Ken Vandermark: That Was Now
AAJ: People didn't take him seriously.
KV: I think you're right. You've got this problem where, ok he can do this thing where can circular breathe, he plays multiple instruments, he's almost like a Vaudeville character with the novelty of it. But he was also a real performer, in the sense of drama and theatre, which is a little different from your standard jazz performer who's more straight laced than Rahsaan Roland Kirk was. I think that's part of the problem with the things getting analyzed or considered.
Same problem happened to Sun Ra, even though Sun Ra gets talked about a lot more, I think there's a lot more people familiar with his music these days, or pursue his music these days in terms of listening to it. But if you look at the materials, there's no question Sun Ra was a great composer, great instrumentalist, great band leader, among all the other things he was doing. The whole sensibility about outer space, Saturn and all that stuff, which is part of the mythology around him, sometimes gets in the way of understanding what his music's about.
And I think the same thing is true about Rahsaan Roland Kirk. Say Rahsaan Roland Kirk, immediately people think, okay, he's playing a bunch of horns, nose flute, he never takes a breath, blah, blah, blah. But there's so many other things happening in his music. One of my favorite pieces that he wrote was "the Inflated Tear. Gorgeous, haunting and strange, fantastic piece of music which I think if you heard it today, three decades or so later, you'd be like, wow, what an original album.
As often as I can, I like to subjectively think I'm interested in music, and Rahsaan was a great composer and a great musician. Same thing with Sonny Rollins' material. Everyone talks about Sonny Rollins, and obviously he's one of the great improvisers in the history of the Music, but a lot of times he gets overlooked as a composer. When people do talk about his compositions, they talk about things that came off those records in the late '50s.

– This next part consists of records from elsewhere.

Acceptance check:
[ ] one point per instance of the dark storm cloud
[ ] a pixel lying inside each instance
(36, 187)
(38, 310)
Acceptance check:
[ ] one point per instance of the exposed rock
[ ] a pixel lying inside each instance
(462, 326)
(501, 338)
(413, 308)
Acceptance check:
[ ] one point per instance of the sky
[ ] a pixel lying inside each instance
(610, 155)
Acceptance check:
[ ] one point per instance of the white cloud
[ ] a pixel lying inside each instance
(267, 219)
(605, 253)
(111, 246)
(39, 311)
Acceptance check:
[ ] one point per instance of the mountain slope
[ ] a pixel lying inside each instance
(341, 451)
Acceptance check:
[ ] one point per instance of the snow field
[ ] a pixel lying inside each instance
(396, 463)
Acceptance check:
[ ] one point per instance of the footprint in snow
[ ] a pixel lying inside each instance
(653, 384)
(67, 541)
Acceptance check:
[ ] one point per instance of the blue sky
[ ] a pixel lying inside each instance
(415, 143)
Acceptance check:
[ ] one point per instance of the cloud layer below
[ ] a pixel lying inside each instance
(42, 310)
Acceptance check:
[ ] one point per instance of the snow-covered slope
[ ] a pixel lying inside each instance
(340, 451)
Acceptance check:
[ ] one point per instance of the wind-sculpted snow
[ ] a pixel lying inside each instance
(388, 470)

But he did all these pieces much more connected to the music I'm interested in, East Broadway Rundown, The Bridge, and these are things he built as well. Why not look at those too, and not just say he was one thing or another thing. It's much more complicated than that, and I think those complexities are fascinating. To say, 'what about Sonny Rollins the avant gardist?' is a worthwhile thing to ask about and look at. At the time, he and John Coltrane were really pointing the way for a lot of the directions of the music. I think it's easy to lose track of that these days. He's a master musician, his history is more connected to the tradition, but there's this thread that went through his music for years and years that doesn't get discussed very much, which I think, if not the greatest stuff he ever did, certainly parallel with it.
The stuff with Don Cherry, Our Man In Jazz, is an unbelievably forward looking recording. Sonny Rollins did that. All those things are why I look at certain people's music if I want to arrange them. What's going on and why are there all these other threads that are maybe not being considered. They're sound engineers, sound explorers.

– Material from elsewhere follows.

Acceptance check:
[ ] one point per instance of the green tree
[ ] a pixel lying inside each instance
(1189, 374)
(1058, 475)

It's like stories of Steve Lacy talking about Thelonious Monk and the kinds of chords that Monk would use on the piano and the technical sonic impact of the overtones and Monk's ability to control and manipulate those sounds. These are people who worked their whole lives to develop new perspectives towards what this stuff is about. It's not just a bunch of tones.
AAJ: Do Alchemia and The Color of Memory constitute a swan song for the old Vandermark 5?

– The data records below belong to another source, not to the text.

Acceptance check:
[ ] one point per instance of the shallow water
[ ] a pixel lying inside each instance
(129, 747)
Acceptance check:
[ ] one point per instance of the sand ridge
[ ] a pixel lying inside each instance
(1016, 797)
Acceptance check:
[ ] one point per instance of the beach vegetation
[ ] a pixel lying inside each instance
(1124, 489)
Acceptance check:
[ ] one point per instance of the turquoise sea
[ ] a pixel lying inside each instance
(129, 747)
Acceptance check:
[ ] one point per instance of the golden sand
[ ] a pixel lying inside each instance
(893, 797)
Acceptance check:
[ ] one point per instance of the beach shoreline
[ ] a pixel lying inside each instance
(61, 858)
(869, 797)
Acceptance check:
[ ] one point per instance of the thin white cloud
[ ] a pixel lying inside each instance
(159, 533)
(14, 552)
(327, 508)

KV: In a way. I didn't think about it in exactly that sense, but in a way. It's the last music that will be recorded...there won't be more recordings with Jeb Bishop, so for that particular lineup, and then also the fact that Jeb had been with the group from the very beginning definitely was...I mean I had a meeting with the rest of the band and said, there's a couple of ways to look at thisone is to say Jeb leaving the group is the demarcation line for the band. He was there from the start, it's going to be impossible to quote unquote replace him. I don't want to just find some good trombone player and run through a repertoire. I'm just not interested in doing that. That's not what the band's about. It could be a logical place to say, hey, we've done a bunch of good work together.
But everybody in the band was very interested in trying to continue, and remain creatively vital, and keep our rapport. So the question became, what do we do?, who do we look to? After a lot of discussion the logical choice was Fred Lonberg-Holm. We start working with him as soon as I come back from Oslo and Antwerp. We start rehearsing and working on new material with him. So, in a way those recordings could have been the last statement of the group as a whole. But, they're definitely the last statement of the music I was writing for that lineup and with the idea of Jeb being in the band. It's definitely an important set of documents for me. That was the furthest realization of the ideas I had at that time for that group of people. Anything I'm doing from now on will definitely be done with new considerations, not least of which is the instrumentation, and with Fred, the kinds of things he'll bring creatively to the band.